Rosjanie pytają, co się dzieje ze Świątek. “Zalała się łzami”
To nie był udany mecz w wykonaniu Igi Świątek. Polska tenisistka nie była w stanie złapać właściwego dla siebie rytmu. Popełniła aż 41 niewymuszonych błędów, co jest ogromną liczbą jak na wielkoszlemowy ćwierćfinał. Przy takiej dyspozycji dziwić więc nie powinno, że liderka rankingu WTA przegrała z Jessicą Pegula 2:6, 4:6 (więcej tutaj).
Mecz Świątek z Amerykanką stał się przedmiotem licznych analiz i dyskusji. Zwrócono również uwagę na to, co działo się po zejściu Polki z Arthur Ashe Stadium. “Świątek zalała się łzami po porażce z Pegulą w ćwierćfinale US Open” – napisał wprost “Sport Express”.

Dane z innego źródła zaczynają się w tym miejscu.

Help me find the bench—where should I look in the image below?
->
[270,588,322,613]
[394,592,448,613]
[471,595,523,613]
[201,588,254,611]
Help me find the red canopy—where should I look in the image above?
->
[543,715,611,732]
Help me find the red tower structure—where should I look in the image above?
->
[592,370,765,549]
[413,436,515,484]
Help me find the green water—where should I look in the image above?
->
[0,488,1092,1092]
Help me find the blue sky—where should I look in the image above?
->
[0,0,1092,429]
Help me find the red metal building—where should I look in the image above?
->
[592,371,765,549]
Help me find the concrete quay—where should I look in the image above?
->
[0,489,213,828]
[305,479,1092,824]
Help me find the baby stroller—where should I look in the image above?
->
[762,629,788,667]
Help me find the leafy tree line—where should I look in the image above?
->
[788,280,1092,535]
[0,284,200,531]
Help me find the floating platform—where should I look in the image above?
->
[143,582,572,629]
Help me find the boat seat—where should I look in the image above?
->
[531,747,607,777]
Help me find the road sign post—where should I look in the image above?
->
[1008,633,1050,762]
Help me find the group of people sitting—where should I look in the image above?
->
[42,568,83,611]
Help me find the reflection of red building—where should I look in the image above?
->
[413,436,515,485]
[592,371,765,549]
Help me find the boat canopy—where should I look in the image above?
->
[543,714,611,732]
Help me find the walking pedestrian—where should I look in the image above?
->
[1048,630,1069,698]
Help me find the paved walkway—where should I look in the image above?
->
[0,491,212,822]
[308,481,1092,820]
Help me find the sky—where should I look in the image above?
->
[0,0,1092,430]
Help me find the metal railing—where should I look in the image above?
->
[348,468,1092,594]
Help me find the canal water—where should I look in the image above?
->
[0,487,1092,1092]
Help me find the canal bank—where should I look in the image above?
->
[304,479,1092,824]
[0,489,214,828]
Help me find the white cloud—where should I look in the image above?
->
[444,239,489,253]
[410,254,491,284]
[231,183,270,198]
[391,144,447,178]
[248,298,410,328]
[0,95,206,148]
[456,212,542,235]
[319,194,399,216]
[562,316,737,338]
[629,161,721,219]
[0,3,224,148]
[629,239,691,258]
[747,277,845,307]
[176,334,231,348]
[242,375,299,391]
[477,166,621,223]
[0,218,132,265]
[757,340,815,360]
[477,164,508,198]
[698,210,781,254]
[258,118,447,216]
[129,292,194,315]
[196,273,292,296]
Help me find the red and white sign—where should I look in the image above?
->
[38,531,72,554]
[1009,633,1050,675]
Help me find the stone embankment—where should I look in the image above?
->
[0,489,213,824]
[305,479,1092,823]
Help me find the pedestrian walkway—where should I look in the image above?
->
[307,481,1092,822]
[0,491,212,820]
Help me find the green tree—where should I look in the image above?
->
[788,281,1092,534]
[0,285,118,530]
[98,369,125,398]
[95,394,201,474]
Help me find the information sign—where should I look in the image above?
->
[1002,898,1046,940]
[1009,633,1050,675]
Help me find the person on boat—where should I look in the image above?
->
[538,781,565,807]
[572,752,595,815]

“Po 1 godzinie i 28 minutach męka Świątek dobiegła końca. Zeszła z kortu ze spuszczoną twarzą, ale kamera ESPN uchwyciła ją na siłowni podczas odpoczynku. Iga w trakcie masażu leżała na podłodze i płakała” – dodano w rosyjskiej gazecie
Rosjanie zwrócili uwagę nie tylko na to. Stwierdzili, że w ostatnim czasie Świątek nie potrafi osiągnąć świetnego rezultatu w turniejach wielkoszlemowych poza Rolandem Garrosem.

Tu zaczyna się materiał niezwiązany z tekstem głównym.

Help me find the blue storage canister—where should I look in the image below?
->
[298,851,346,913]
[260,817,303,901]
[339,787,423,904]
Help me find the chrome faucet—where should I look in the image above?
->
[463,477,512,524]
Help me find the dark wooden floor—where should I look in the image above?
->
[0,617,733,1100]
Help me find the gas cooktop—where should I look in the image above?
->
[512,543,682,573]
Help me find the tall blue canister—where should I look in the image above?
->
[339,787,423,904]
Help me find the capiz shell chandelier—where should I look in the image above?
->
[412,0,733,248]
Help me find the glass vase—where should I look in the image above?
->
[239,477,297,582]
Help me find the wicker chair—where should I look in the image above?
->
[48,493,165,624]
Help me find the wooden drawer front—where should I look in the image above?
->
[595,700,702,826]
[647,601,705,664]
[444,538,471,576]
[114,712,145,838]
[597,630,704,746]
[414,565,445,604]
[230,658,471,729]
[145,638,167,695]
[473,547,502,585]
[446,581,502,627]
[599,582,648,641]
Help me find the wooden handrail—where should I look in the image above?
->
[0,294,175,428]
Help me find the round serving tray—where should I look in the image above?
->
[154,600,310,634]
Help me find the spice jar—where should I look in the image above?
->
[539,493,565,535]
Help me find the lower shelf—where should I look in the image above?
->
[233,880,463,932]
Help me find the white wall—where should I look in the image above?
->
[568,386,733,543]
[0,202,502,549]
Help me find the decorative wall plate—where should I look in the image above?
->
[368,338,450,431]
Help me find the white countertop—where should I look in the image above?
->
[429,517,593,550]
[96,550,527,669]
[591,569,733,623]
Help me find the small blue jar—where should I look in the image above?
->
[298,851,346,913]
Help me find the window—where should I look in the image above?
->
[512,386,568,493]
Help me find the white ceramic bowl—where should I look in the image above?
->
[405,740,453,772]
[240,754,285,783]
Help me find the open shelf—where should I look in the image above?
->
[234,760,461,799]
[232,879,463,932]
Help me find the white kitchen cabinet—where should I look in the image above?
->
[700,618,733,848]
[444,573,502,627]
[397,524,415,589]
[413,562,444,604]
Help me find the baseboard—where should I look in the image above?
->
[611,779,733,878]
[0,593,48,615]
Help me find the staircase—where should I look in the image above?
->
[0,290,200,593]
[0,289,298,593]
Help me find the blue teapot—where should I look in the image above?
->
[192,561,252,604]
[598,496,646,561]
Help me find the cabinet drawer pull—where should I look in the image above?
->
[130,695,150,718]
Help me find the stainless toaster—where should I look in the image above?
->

“Na kortach ziemnych w Paryżu Iga wygrała tytuł przez trzy lata z rzędu. Jednak w innych turniejach wielkoszlemowych w ciągu ostatnich dwóch lat nie miała ani jednego półfinału, a jedynie dwa ćwierćfinały z możliwych sześciu. Wygląda to trochę słabo jak na liderkę rankingu” – czytamy w serwisie sport-express.net.
“Sukces z roku 2022, kiedy to były dwa zwycięstwa w turniejach wielkoszlemowych [w Paryżu i Nowym Jorku – przyp. red.] i passa 37 meczów bez porażki, nie wydaje się na chwilę obecną do powtórzenia dla Świątek” – dodano.
Rosjanie porównali także Świątek do Aryny Sabalenki. Białorusinka w ostatnich latach potrafiła być bardzo regularna w imprezach wielkoszlemowych. W zeszłym roku triumfowała w Australian Open i osiągnęła finał US Open. W tym sezonie powtórzyła sukces w Melbourne i ciągle liczy się w grze o tytuł w Nowym Jorku.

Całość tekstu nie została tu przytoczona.